This article provides an insightful examination of Elasticsearch as a dynamic search engine. It highlights the system’s proficiency in managing extensive data and improving search functions across various applications. This comprehensive overview is ideal for those looking to deepen their understanding of Elasticsearch’s capabilities. For more details, the full article is available here.

1. Introduction:

Elasticsearch is a distributed search engine that is built on top of the Apache Lucene library. It scales horizontally as more data is added, making it a highly flexible and scalable platform. It is an open-source technology that is designed to handle large volumes of data, making it an ideal choice for companies that need to analyze vast amounts of information.

Kibana is an open-source data visualization and exploration tool used to analyze and visualize data stored in Elasticsearch. It provides a user-friendly interface to create real-time dashboards, charts, and graphs to visualize and analyze complex data. Kibana is often used in conjunction with Elasticsearch and Logstash to form the ELK stack (Elasticsearch, Logstash, Kibana).

Key features of Elasticsearch:

– Handle structured and unstructured data.

– Its powerful search capabilities: perform complex search queries on large volumes of data in near-real-time.

– Log analysis: ingest and index log data from servers, applications, and other systems in near-real-time.

2. Key concepts

There are 8 key concepts of Elasticsearch that we need to understand

  • Documents: stores data as documents, which can be thought of as rows in a database table. 
  • Indices: A collection of documents that have similar characteristics, such as data type or purpose. 
  • Shards: Elasticsearch breaks indices into smaller pieces called shards, which can be distributed across multiple nodes in a cluster. 
  • Replicas: Elasticsearch creates replicas of shards to provide redundancy and fault tolerance. 
  • Nodes: Elasticsearch operates as a distributed system, with each node in the cluster performing a specific function. 
  • Mapping: Elasticsearch uses mapping to define how data is indexed and searched.
  • Queries: Elasticsearch provides a powerful querying system that allows for complex searches. 
  • Aggregations: Aggregations allow for data analysis and reporting, allowing users to extract insights from their data.

In this blog, I want to introduce the usage of Elasticsearch with Python using the library Python Elasticsearch Client.
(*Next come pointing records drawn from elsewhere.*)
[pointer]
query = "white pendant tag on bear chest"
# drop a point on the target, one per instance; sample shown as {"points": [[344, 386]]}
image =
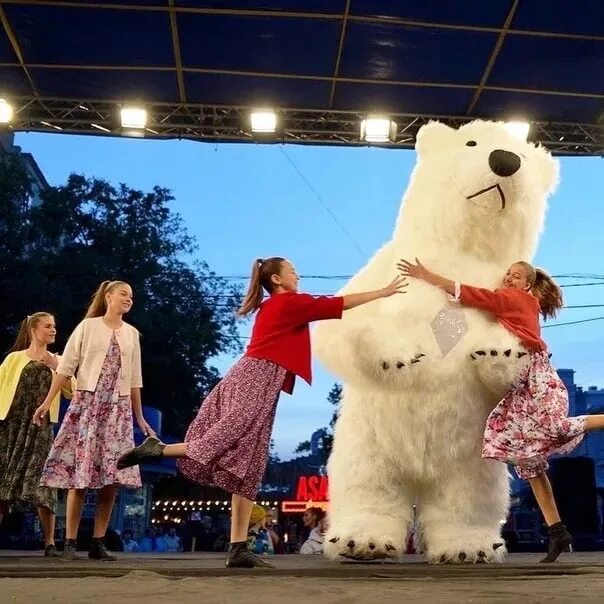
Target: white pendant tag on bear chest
{"points": [[448, 327]]}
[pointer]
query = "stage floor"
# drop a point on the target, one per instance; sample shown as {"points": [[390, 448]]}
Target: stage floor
{"points": [[29, 578]]}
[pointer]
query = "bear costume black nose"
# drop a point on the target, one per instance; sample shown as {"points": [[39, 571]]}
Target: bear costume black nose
{"points": [[504, 163]]}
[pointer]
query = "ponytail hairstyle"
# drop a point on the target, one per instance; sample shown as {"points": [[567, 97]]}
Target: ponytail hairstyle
{"points": [[98, 303], [24, 336], [545, 289], [262, 272]]}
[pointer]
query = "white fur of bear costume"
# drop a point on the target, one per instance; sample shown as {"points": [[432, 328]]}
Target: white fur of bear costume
{"points": [[421, 373]]}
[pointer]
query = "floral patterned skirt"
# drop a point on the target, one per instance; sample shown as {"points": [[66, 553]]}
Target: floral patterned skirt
{"points": [[531, 423], [228, 442]]}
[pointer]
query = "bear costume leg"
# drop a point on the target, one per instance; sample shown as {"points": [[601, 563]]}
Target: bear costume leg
{"points": [[369, 512], [462, 514]]}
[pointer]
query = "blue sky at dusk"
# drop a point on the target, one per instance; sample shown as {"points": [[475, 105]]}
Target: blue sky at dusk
{"points": [[246, 201]]}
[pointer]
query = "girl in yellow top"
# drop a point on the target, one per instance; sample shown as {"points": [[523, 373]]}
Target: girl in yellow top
{"points": [[25, 378]]}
Beside that, I use Kibana as a monitoring tool for Elasticsearch clusters.

3. Installation

This topic uses Python version 3.

– Install Elasticsearch through this link. Start Elasticsearch on port 9200 by default

– Install Kibana through this link. Start Kibana on port 5600 by default

– Install Python Elasticsearch Client by following this link

4. Implementation

– Once we have installed the Python Elasticsearch Client, the first thing we need to do is connect to Elasticsearch. We can do this using the Elasticsearch() class.

import json

from urllib.request import Request, urlopen

from elasticsearch import Elasticsearch, exceptions

# connect to Elasticsearch

es = Elasticsearch([{“host”: “localhost”, “port”: 9200}])
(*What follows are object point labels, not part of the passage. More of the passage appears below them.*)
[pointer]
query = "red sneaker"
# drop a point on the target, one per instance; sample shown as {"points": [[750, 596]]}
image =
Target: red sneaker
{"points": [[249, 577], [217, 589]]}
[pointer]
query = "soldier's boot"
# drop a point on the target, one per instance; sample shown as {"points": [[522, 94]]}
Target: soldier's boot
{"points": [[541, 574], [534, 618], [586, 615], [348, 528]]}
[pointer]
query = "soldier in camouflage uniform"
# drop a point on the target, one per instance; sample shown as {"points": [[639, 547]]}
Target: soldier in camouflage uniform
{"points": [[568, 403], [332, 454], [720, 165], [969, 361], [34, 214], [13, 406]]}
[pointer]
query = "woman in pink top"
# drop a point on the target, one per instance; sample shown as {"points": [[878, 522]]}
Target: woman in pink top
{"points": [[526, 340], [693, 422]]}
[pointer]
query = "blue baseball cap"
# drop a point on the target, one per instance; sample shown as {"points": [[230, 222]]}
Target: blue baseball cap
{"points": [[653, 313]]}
– Create an index to store the documents in data structures mapping with the data type of fields. You can define a mapping type, which determines how the document will be indexed and fields in your data. Each index has one mapping type.

For example:

mappings = {

  “properties”: {

    “abilities”: {

      “properties”: {

        “ability”: {

          “properties”: {

            “name”: {

              “type”: “text”,

              “fields”: {

                “keyword”: {

                  “type”: “keyword”,

                  “ignore_above”: 256,

                }

              },

            },

            “url”: {

              “type”: “text”,

              “fields”: {

                “keyword”: {

                  “type”: “keyword”,

                  “ignore_above”: 256,

                }

              },

            },

          }

        },

        “is_hidden”: {“type”: “boolean”},

        “slot”: {“type”: “long”},

      }

    },

    “base_experience”: {“type”: “long”},

  }}

This mapping based on data structure that we’re using. Example mapping above for data at https://pokeapi.co/api/v2/pokemon/1/.

Then create index:

es.indices.create(index=“pokemon_index”, mappings=mappings)
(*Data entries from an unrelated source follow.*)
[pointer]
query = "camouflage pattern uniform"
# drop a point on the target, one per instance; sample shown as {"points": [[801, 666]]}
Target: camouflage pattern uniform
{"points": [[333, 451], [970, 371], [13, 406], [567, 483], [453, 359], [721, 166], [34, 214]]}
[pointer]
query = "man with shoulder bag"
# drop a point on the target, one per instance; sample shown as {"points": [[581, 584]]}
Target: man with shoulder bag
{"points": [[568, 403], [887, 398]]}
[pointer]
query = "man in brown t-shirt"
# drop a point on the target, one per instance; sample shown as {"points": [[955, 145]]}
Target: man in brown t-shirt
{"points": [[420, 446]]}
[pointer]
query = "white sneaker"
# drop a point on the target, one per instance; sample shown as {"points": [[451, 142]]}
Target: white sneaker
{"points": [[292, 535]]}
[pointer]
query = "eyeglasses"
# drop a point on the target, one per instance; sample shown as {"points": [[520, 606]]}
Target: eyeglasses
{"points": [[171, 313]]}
If no mapping type is defined, Elasticsearch will automatically detect mapping type and add fields, which is called dynamic mapping.

es.indices.create(index=“pokemon_index”)

– Load data and start indexing. After that, we can perform action search with custom query corresponding to query types.

# pokemon json data

url = “https://pokeapi.co/api/v2/pokemon/1/”

req = Request(url=url, headers={“User-Agent”: “Mozilla/5.0”})

# Decode the bytes to string, assuming the remote file is encoded in UTF-8

decoded_data = urlopen(req).read().decode(“utf-8”)

# Parse the JSON data into object

data = json.loads(decoded_data)

# indexing data

es.index(index=“pokemon_index”, id=1, document=data)

– Access Kibana on port 5600 with url: `/app/management/data/index_management/` to check indices list and mapping on each indices. This is mapping for data https://pokeapi.co/api/v2/pokemon/1/ that used above.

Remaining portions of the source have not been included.